Geçmiş nesilleri şeytan aldatıp yoldan çıkarmıştır. Ayette geçen cibill kelimesi “çok kimse” demektir. Ama biz bunu “nesiller” olarak çevirmeyi uygun buluyoruz. Yüce Allah, insanların, geçmiştekilerin helâkine bakarak akıllarını çalıştırmalarını istemektedir. Geçmiş nesillerin helâki onların akıllarını başlarına devşirmesini sağlamalıdır. Buradan anlıyoruz ki, Yüce Allah, insan aklına hitap etmekte, aklın kullanılmasını istemekte, daha önce Tâha/128’de belirttiği gibi aklın, geçmişin tarihsel olgularından ders almasını öngörmektedir.
Böylece bu ayetlerde,
* Şeytanı düşman edinmek,
* Allah’a kulluk etmek ve
* Aklını kullanmak gibi, dinin en önde gelen konularının gündeme getirilip öğretildiğini görüyoruz. İşte, mücrim denen günahkârlar, bunlar, yukardaki üç eylemi yapmayanlardır. Demek ki mücrim, “şeytanı düşman edinmeyen ve ona tapan, Allah’a kulluk etmeyen ve aklını kullanmayan”dır.
(d) “İşte bu, size vaat edilen cehennemdir. İnkârınız nedeniyle bugün oraya girin.”(Yâsîn/63)
Şirk, şeytana kulluk, Allah’a tapınmamak ve aklını kullanmamak cehennemdir(s.402-404).
– İnsanları beyninden kötülüklere/fücûra yönlendirenin içimizdeki cin şeytanı İblis;[5];
– İblisin yönlendirmelerini uygulayan kişinin insan şeytanı;[6]
– İnsan şeytanlarının örgütlü/kurumsal/küresel ölçekte oluşturduğu şeytan/şeytanlığın ise Tâğût olduğunu[7] Kur’an’dan öğreniyoruz. Dünyada;
* Aklını kullanmayarak şeytanı tanrı/rab, şirki/şerri /şeytanlığı din ve yaşam biçimi edinen mücrimler,
* Aklını selimleştirerek Allah’ı Rab, Kur’an’ı inanç/din ve yaşam biçimi edinen muhles, muttaki, mümin, muhsin, salihler olmak üzere birbirine zıt iki tür karakter, iki tür dünya görüşü olduğu bilinmektedir.

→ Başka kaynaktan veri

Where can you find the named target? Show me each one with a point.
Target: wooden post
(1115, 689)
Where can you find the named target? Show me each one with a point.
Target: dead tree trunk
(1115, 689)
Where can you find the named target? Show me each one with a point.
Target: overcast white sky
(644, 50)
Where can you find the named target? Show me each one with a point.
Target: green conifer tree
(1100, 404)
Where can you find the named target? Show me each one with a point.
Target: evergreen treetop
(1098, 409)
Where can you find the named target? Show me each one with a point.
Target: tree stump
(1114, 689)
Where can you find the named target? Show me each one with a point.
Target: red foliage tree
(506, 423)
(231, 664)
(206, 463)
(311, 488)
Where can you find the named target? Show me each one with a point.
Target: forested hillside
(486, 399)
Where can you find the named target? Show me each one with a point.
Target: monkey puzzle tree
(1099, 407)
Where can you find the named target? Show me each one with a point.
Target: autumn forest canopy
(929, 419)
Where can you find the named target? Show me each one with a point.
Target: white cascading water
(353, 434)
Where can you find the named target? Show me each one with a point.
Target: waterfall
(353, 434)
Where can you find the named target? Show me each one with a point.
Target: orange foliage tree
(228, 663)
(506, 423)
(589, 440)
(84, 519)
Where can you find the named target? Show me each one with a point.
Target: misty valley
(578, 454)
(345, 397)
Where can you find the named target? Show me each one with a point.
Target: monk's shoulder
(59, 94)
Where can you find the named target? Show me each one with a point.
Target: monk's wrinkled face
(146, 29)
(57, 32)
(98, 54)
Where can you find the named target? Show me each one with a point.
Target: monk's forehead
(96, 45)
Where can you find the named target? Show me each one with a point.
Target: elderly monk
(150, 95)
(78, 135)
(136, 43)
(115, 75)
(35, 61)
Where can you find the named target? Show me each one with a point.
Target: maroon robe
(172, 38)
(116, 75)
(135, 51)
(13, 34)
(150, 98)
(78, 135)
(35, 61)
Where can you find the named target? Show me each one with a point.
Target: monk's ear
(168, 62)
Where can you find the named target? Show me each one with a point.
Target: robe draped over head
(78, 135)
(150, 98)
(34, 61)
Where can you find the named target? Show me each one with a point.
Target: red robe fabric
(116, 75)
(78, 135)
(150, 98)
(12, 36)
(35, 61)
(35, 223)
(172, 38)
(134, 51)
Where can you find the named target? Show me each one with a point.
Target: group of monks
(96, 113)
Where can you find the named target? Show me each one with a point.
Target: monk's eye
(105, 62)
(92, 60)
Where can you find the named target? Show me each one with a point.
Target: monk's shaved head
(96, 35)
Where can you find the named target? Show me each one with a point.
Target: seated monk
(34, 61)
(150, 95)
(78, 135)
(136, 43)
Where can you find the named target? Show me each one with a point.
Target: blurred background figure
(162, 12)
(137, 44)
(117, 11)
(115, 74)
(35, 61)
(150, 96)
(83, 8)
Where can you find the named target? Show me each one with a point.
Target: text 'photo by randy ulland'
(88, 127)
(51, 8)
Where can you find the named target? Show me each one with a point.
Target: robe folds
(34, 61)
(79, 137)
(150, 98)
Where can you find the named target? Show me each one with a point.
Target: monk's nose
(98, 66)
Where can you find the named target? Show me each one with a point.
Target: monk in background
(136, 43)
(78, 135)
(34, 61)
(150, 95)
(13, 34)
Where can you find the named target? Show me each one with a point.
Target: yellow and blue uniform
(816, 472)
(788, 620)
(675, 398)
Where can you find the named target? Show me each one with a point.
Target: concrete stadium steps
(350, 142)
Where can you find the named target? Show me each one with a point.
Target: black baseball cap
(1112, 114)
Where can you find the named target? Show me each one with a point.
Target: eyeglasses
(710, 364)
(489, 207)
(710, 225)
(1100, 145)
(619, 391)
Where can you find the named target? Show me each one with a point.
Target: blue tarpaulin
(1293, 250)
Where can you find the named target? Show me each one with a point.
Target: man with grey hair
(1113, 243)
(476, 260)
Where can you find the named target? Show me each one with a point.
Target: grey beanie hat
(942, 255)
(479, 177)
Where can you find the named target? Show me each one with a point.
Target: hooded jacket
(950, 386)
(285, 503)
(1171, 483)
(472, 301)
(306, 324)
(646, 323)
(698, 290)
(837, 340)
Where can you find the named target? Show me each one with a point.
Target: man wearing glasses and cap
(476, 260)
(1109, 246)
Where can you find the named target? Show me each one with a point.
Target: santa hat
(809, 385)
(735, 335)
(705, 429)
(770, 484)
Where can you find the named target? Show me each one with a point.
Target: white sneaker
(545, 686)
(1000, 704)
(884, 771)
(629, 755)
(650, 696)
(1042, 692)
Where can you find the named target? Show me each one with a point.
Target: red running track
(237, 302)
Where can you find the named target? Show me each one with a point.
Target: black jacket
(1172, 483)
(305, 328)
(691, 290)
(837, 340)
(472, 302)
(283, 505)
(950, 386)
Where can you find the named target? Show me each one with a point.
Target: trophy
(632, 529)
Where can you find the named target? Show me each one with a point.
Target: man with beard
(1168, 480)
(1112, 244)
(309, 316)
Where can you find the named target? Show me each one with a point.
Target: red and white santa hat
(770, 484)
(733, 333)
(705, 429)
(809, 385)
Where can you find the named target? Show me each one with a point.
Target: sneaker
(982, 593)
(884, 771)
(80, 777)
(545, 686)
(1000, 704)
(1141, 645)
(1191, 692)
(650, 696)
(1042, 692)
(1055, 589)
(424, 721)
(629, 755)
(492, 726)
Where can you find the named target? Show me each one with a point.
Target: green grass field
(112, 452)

Bu açıdan bakıldığında Ortadoğu coğrafyasında yirmi iki ülkenin haritasını değiştirmeyi amaçlayan küresel BOP uygulaması, “şeytani mi, yoksa rahmani midir”,yani insanlığın hayrına mıdır, diye değerlendirmek gerekmez mi?

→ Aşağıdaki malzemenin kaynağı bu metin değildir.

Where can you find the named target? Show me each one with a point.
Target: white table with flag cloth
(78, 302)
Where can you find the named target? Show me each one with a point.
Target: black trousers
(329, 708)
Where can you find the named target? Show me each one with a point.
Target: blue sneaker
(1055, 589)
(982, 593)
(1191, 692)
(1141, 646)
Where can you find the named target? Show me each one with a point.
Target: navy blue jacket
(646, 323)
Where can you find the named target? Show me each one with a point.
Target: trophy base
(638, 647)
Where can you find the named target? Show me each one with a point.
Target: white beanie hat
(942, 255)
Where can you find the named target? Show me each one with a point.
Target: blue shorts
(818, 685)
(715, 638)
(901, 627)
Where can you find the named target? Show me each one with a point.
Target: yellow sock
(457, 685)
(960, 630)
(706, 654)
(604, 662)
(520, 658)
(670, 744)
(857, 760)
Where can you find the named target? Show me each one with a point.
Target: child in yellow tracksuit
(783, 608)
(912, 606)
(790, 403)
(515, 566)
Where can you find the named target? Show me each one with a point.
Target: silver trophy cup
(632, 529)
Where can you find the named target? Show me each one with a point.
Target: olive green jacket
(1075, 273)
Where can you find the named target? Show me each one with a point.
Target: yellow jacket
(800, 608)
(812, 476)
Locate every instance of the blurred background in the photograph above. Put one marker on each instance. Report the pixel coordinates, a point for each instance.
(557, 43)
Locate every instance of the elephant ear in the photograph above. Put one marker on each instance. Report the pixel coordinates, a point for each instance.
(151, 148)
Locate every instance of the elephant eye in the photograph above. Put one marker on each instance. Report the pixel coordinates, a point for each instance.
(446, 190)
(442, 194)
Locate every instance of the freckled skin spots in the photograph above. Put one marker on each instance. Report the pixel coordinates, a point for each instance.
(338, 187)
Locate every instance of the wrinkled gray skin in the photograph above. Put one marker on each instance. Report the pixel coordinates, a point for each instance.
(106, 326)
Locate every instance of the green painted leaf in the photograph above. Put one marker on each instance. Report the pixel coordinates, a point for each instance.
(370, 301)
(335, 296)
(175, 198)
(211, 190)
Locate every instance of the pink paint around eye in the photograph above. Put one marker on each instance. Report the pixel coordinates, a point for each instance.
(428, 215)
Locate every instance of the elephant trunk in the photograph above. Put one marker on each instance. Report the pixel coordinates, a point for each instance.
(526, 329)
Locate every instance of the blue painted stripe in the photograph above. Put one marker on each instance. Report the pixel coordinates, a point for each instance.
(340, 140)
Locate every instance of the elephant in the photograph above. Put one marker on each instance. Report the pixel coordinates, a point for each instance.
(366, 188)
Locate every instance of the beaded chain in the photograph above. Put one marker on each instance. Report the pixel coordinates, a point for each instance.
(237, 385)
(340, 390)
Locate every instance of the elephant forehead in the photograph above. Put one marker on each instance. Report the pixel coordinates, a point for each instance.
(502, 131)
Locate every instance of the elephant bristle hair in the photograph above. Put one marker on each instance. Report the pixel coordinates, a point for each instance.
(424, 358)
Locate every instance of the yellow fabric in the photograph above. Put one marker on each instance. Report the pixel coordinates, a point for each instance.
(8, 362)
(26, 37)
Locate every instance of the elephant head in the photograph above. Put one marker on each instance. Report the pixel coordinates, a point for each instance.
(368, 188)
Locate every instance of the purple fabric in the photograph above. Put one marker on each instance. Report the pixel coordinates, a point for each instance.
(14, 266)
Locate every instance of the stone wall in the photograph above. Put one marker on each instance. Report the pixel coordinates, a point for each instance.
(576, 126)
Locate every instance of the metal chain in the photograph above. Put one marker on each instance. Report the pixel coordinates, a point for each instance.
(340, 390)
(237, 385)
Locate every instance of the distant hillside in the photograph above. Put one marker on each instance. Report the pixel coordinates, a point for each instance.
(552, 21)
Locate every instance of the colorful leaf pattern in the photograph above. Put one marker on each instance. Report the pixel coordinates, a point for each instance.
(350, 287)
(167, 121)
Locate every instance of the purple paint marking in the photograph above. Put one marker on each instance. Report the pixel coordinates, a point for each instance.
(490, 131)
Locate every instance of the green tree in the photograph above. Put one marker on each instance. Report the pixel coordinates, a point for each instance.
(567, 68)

Değerli Kur’an araştırmacısı/bilgesi Prof. Dr. Bayraktar Bayraklı Bey’in “Aldatmak ve Aldanmak” kitabını, bireysel ve toplumsal bağlamda çağımızdaki en büyük aldatma planının anlaşılmasında ve aldanmaktan artık kurtulmanın zamanının geldiğini görmek için yeterli önem ve değerde olduğu düşüncesindeyim.
Yazarımız Saygıdeğer Prof.Dr. Bayraktar Bayraklı’ya takdir ve teşekkürlerimizi sunarken, kendisine daha nice Kur’an’dan Kur’anca kitap çalışmaları için Yüce Allah’tan sağlık ve kolaylıklar temenni ediyorum.

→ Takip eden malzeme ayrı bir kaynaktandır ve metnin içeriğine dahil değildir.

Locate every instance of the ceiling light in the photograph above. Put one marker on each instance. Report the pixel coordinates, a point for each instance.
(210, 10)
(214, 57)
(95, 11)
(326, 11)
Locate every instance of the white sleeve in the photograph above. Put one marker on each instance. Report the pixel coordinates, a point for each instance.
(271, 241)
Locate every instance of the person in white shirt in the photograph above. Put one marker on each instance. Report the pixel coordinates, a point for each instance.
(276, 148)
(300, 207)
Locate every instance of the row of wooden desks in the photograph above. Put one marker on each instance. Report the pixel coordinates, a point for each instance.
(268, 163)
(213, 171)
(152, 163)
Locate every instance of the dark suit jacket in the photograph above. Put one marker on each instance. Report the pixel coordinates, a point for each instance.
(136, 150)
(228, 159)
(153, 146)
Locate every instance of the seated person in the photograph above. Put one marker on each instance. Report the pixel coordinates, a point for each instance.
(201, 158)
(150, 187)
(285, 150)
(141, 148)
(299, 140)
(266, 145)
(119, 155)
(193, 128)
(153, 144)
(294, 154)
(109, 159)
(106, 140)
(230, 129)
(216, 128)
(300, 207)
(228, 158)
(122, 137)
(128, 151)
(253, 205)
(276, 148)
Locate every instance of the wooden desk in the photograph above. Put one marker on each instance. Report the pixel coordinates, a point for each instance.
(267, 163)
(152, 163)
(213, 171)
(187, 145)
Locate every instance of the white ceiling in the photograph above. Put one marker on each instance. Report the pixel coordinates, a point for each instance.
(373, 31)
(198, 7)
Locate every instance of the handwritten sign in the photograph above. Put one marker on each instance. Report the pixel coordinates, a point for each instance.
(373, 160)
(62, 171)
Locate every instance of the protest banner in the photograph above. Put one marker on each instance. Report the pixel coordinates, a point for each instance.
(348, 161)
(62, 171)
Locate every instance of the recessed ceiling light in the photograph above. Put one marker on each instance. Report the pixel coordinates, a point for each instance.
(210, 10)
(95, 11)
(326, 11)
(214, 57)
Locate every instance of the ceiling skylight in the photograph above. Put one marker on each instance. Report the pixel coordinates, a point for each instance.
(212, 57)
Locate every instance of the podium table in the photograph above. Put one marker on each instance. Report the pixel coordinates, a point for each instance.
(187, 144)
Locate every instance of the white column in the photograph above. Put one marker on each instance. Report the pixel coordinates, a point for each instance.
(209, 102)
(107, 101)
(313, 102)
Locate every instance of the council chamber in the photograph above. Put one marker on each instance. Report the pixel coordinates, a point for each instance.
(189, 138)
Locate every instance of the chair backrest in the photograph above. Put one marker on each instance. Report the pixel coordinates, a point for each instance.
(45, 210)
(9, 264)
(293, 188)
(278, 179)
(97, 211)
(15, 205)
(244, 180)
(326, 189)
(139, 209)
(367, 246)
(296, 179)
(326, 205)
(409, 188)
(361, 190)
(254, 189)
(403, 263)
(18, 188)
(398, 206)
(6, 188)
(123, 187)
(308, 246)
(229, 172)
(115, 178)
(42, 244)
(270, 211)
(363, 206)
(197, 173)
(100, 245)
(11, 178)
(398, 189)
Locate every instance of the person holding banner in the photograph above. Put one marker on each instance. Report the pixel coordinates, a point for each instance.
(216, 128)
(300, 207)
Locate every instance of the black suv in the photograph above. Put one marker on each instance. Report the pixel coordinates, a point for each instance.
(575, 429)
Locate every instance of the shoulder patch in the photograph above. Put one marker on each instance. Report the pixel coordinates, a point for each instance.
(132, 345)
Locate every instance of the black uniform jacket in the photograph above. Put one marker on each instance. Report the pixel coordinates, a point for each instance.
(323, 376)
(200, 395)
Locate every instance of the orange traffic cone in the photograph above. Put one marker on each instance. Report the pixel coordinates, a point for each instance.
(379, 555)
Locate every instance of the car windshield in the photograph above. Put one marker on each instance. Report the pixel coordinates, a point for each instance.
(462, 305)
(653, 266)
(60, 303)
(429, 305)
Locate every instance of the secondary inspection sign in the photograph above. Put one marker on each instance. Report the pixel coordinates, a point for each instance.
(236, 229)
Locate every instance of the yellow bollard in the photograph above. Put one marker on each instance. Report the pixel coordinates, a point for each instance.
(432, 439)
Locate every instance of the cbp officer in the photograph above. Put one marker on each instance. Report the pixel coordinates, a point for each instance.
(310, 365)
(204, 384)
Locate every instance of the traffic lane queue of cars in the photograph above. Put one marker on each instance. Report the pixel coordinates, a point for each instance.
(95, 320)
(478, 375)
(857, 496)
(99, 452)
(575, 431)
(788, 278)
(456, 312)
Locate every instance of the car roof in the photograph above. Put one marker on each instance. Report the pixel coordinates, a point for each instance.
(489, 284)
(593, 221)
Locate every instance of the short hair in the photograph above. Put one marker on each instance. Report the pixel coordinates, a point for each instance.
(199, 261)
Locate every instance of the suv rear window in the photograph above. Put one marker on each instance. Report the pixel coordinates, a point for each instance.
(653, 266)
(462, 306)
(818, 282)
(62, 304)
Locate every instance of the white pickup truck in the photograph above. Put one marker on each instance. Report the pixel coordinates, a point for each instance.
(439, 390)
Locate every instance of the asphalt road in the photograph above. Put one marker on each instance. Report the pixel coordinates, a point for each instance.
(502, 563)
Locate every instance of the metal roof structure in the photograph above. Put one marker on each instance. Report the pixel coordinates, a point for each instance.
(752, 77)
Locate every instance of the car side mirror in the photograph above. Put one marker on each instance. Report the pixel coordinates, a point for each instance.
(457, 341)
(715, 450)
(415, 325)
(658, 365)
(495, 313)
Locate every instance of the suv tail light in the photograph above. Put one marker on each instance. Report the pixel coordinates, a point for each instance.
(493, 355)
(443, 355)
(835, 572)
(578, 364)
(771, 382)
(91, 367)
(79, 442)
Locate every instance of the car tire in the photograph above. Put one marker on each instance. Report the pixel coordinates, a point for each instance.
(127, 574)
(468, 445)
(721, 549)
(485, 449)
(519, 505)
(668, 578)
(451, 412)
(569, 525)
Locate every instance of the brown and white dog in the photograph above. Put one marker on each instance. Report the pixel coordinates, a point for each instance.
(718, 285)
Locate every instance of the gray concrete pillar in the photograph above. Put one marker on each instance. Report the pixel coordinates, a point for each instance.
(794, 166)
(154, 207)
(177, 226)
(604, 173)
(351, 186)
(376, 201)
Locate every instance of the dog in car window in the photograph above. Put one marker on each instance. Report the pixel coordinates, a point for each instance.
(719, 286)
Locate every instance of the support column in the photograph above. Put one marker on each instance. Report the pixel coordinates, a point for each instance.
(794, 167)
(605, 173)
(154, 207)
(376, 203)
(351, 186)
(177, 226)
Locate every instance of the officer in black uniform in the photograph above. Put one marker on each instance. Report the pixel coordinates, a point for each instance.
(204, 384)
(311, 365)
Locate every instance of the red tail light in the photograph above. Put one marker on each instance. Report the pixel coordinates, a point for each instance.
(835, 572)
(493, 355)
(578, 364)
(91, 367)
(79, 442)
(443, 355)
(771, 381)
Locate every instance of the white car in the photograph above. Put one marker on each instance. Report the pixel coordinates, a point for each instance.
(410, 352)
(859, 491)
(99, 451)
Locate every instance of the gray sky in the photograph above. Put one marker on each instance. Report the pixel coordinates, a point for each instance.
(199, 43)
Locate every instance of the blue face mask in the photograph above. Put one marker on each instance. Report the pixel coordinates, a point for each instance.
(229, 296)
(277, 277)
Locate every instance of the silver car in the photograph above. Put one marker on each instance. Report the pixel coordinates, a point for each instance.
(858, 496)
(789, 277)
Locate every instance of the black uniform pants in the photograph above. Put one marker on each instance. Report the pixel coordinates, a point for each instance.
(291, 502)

Siz Değerli Dostlarımıza da böylesine önemli bir eseri okumanızı öneriyorum.
Sedat Şenermen
Kaynakça
[1] Prof.Dr. Bayraktar BAYRAKLI, Aldatmak ve Aldanmak, İstanbul, Aralık, 2023, Düşün Yayıncılık. [2] İhlâs/Muhles/Hulûs sözcüklerinin anlamı ve Kur’an’daki kullanımları için bkz. Prof.Dr. Bayraktar BAYRAKLI, Yeni Bir Anlayışın Işığında Kur’an Tefsiri, İstanbul, 2008, Bayraklı Yayınları, cilt:10, s.349-352. [3] Prof.Dr. Bayraktar BAYRAKLI, Yeni Bir Anlayışın Işığında Kur’an Tefsiri, İstanbul, 2008, Bayraklı Yayınları, cilt:12, s.149. [4] B.BAYRAKLI, Yeni Bir Anlayışın Işığında Kur’an Tefsiri, cilt:10, s.349. [5] Bkz. Yûsuf/53; Kehf/50. [6] Nâs/6. [7] Bakara/256.